Stop, Thief!

Close-up of businessman putting compact disk in his pocket“Sir, did you perchance see the email regarding theft of content sent our way the other day?” I asked The Effective Detective starting off with what I thought was an intriguing subject.

“I did indeed, Watson,” he replied, “are you looking for some kind of response from me concerning said message?”

“Why would I possibly bring it up if I did not sir?” I answered, keeping only some of the teasing out of my voice.

The Detective shot me a sideways look, then decided not to rise to the bait, but rather address the issue itself.

“At first blush, Watson, I would be tempted to write it off as the whining of just another nobody with an overly self-important image, but I do have a real concern,” The Detective took his characteristic pause waiting for an interjection from me.

“I must admit I am intrigued by the combination of your seeming lack of concern and concern at the same time, sir.”

“Watson, it is actually quite simple. The argument made by the author of that email was actually rather simplistic and I am not sure altogether coherent.
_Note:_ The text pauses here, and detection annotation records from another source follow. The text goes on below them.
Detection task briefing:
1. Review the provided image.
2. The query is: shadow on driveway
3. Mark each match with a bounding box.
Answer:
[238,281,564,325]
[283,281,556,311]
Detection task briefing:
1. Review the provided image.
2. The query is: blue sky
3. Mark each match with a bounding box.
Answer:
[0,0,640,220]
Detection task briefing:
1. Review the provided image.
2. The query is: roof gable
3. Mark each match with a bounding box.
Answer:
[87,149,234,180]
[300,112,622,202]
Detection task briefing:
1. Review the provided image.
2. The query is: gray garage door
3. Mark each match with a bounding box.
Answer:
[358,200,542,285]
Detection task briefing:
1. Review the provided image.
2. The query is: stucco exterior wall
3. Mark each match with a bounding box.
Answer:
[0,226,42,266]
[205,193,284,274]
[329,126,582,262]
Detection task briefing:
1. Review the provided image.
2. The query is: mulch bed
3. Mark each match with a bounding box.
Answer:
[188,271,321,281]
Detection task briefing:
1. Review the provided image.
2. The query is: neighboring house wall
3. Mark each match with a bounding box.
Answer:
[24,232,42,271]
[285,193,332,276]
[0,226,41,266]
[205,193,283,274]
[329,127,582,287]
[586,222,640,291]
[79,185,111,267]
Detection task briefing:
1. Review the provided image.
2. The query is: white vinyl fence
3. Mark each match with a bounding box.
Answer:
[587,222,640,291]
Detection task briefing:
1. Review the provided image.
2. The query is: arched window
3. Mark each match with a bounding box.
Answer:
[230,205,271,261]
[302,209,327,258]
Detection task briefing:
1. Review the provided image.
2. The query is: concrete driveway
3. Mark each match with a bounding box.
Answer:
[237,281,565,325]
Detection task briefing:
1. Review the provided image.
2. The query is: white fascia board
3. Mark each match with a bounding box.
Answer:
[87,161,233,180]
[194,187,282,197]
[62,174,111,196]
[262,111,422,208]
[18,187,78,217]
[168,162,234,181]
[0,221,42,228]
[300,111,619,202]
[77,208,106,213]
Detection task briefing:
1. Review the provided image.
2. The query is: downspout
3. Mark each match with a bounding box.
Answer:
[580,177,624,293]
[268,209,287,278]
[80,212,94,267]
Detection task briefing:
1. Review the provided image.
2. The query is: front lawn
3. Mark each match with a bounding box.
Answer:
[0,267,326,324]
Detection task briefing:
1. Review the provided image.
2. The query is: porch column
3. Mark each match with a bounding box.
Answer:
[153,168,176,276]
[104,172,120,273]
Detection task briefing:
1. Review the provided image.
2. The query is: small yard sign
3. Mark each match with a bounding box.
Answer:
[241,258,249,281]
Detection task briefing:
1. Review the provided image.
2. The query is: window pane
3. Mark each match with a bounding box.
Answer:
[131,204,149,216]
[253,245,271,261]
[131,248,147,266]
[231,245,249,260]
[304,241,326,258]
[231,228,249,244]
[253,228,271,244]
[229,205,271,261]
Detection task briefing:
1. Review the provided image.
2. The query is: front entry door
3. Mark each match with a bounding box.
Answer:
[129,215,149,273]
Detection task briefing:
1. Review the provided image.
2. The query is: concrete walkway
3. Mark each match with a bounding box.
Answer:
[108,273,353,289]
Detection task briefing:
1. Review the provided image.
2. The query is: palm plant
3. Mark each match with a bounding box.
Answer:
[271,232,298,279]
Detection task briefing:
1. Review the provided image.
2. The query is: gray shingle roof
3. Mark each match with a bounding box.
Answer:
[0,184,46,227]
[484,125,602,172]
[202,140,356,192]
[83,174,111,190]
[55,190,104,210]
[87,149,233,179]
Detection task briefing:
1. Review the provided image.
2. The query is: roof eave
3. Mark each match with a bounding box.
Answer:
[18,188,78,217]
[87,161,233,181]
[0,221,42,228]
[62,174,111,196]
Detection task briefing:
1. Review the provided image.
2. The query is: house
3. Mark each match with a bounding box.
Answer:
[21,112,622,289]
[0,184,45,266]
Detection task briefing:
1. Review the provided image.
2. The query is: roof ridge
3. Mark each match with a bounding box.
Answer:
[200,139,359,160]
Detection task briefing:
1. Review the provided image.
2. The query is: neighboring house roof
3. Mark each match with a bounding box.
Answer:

The argument was that reuse of blog entries and articles without proper attribution, or, in his view, worse, appropriating the attribution for yourself, is theft. While I cannot argue with the accuracy of his semantics, his argument fails to move me much since he concedes that largely it is relatively unknown writers whose work is, shall we say, illicitly borrowed. If your work is unknown, then in point of fact, what difference does it make? That does not in any way justify the theft, it merely underscores the lack of true damage. While I have no desire for anyone to use my content without proper attribution, said content is largely aimed at my tribe. They will receive it and hopefully consume it, whether someone else steals it and passes it off as their own or not. It is doubtful they could steal my tribe using my own writing, so perhaps they will become known using my work? Thinking that my writing might catapult someone else to stardom while leaving me earthbound is a bit of self-delusion I prefer not to participate in,” The Detective finished, and paused again.

“Good enough sir, but what about your true concern?” I asked.

“Thank you for asking Watson,” The Detective answered. “My true concern about such outcries regarding content theft – mind you I am not talking about paid content, that is truly theft, and while some amount of sharing is bound to happen, re-purposing or re-labeling content that has monetary value should be punished – my true concern is the chilling effect these rants about widespread thievery can have on the sharing of content that can further a business relationship with hundreds or thousands of people.”

“I am not sure I follow, sir,” I interrupted, confused.

“Come now Watson, when people start refusing to freely share good, relevant content with their tribe because of the fear of it being appropriated and being used by someone else, the real damage is what is done to their chances of getting more business, and their tribe gaining from their knowledge and experience.  The act of sharing is what deepens the relationship, it is the key to staying top-of-mind and becoming the obvious choice for a purchase involving their product or service. No Watson, I fear the loss of that connection far more than the illusory damage of some of my words being attributed to others,” The Detective finished, and I felt the discussion was being closed.

“So you have no intention of worrying or going to any lengths to protect our discussions, then?” I asked.

“No, Watson, truth be told, I wish more people would share our discussions,” The Detective paused for a split second, then, “with proper attribution of course,” he finished with a smile.